Со стороны Первой Речки опять донесся приглушенный расстоянием шум, похожий на гул прибоя. Явственно прозвучало «ура!».

– Идут, идут! – загомонили в толпе. Одноногий моряк, длинный Матвей Матвеевич, бабы и подростки ринулись вперед, едва не сбив треногу с фотоаппаратом. Газетчики принялись наводить порядок:

– Граждане, сейчас курсанты появятся! Расступитесь, граждане, нам курсантов снять надо!

– Каких ишшо курсантов? – крикнул моряк. – Красных героев сымай для предбудущего потомства!

– Граждане, нам сообщили из редакции, что первыми в колонне идут курсанты, – надрывался газетчик. – Им такая честь за бой под Монастырищем. Они там сдержали белых, которых было в десять раз больше. К концу боя из двухсот сорока курсантов в цепи осталось только шестьдесят семь! Все они, вместе со своим командиром, награждены орденами Красного Знамени!

– А ну, бабы, давай назад! – скомандовал моряк. И он, и Матвей Матвеевич, и мужчина в сапогах стали перед фотоаппаратом, не допуская любопытных загораживать улицу.
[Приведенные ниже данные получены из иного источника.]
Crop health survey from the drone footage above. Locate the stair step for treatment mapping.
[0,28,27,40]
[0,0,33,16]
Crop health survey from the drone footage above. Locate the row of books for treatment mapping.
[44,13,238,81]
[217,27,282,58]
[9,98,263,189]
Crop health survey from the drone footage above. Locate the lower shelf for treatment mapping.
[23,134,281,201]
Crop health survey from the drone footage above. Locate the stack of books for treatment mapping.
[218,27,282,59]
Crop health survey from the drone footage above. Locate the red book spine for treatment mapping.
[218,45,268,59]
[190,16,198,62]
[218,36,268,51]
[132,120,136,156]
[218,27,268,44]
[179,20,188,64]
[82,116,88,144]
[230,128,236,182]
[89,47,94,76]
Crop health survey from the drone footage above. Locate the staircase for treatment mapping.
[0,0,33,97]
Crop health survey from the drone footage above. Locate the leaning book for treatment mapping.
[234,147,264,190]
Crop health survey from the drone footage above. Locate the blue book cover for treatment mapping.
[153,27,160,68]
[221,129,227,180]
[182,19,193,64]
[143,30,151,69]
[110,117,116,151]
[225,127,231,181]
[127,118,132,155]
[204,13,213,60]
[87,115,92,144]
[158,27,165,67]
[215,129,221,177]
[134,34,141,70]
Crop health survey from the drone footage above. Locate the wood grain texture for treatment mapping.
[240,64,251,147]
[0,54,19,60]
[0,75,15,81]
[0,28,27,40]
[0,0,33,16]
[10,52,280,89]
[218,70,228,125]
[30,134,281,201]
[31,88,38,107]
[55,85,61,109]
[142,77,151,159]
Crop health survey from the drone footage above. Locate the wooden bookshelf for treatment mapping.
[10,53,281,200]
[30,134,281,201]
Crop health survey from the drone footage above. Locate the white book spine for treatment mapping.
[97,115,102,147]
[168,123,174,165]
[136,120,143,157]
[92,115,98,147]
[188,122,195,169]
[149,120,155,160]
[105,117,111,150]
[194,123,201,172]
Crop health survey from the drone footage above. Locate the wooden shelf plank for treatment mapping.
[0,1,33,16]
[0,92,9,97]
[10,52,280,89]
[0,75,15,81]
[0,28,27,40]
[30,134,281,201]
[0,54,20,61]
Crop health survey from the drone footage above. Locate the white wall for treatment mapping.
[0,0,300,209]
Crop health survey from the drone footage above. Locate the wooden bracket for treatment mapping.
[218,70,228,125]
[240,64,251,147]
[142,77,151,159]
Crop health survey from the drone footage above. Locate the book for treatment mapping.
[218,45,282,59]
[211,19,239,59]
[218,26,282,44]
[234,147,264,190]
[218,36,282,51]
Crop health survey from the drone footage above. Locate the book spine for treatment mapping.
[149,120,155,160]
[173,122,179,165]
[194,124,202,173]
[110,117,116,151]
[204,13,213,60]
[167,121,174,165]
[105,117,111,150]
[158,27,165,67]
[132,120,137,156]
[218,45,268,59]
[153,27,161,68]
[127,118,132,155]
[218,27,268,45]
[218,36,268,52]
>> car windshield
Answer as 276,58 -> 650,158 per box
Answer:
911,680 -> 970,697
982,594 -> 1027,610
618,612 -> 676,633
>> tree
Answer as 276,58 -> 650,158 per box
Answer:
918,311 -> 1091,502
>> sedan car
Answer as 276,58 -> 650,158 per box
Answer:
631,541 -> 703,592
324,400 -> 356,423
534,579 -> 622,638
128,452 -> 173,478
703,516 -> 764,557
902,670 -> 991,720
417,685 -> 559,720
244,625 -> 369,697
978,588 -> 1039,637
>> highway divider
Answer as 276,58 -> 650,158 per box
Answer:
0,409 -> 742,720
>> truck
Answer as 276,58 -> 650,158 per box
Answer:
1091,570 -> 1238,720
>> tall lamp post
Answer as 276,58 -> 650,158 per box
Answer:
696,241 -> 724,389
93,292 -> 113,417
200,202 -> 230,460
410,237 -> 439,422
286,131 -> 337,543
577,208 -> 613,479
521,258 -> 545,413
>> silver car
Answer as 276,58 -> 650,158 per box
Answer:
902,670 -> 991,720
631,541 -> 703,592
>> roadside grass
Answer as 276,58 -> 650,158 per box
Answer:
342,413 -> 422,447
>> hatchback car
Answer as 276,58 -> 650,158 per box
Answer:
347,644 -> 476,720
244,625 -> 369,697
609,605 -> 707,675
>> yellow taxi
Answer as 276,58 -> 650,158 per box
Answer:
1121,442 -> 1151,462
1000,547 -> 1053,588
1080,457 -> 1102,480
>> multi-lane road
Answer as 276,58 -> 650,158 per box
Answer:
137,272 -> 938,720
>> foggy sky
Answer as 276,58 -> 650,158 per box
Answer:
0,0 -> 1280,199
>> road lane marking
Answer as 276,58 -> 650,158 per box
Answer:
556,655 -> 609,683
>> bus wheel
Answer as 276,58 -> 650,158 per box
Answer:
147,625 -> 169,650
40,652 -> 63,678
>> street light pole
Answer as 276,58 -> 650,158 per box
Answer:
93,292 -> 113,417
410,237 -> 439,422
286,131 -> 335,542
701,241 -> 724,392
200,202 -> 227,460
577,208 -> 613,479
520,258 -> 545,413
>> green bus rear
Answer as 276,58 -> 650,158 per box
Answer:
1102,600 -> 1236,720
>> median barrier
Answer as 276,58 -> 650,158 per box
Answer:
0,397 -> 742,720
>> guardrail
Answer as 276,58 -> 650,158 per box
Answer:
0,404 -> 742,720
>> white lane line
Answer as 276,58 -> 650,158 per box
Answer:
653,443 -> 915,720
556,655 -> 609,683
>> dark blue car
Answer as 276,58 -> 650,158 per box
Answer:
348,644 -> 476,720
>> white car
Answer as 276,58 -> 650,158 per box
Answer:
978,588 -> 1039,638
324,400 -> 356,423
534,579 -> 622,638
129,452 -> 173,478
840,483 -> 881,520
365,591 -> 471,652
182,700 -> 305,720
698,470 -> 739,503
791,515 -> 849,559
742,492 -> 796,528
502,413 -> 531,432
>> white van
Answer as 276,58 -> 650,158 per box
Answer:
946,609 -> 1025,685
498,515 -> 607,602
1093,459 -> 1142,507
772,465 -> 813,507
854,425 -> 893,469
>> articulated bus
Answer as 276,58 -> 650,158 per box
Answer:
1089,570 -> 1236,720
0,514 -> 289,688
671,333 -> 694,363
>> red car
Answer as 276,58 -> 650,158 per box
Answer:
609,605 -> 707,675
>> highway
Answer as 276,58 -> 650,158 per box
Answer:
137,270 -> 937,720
«Ура!» вспыхнуло совсем близко, и Яропольцев увидел голову колонны. Курсанты приближались широкой шеренгой – по восемь человек в ряд. Все в длинных шинелях, с подсумками на ремнях, в ботинках с обмотками. Шли спокойно, соблюдая равнение и ступая в ногу привычно, без всяких усилий. Уже одно то, что курсанты, оставив сегодня за спиной десятки верст, все же легко, естественно держали четкий строй, говорило о том, что солдаты они бывалые, привычные к службе. Это большое счастье – иметь под своим началом таких бойцов.

Впереди и чуть правее строя, задавая темп, шагал пожилой человек в бекеше, в фуражке с красной звездой – их командир.

Яропольцев пошел следом.

Колонна двигалась, никуда не сворачивая, и вскоре достигла берега. Впереди была бухта, ветер гнал небольшие волны.

Прозвучала команда. Курсанты составили винтовки в козлы, расположились на отдых. Садились на бревна и ящики, с удовольствием закуривали, вытянув усталые ноги.

Командир, грузно переваливаясь, подошел к краю причала, снял фуражку. Смотрел вдаль, на серую воду, на вершины сопок.

Прискакал на коне еще один начальник: в кожаной кепке, с ярким бантом на потертой кожаной куртке. Изрытое оспой лицо сияло от радости.

– Комиссар приехал! – крикнул кто-то. Комиссар спрыгнул с коня, обнял командира, повернулся к бойцам:

– Товарищи! Дорогие! Дошли! До самого океана, безусловно, дошли! Вот она, последняя пядь земли нашей!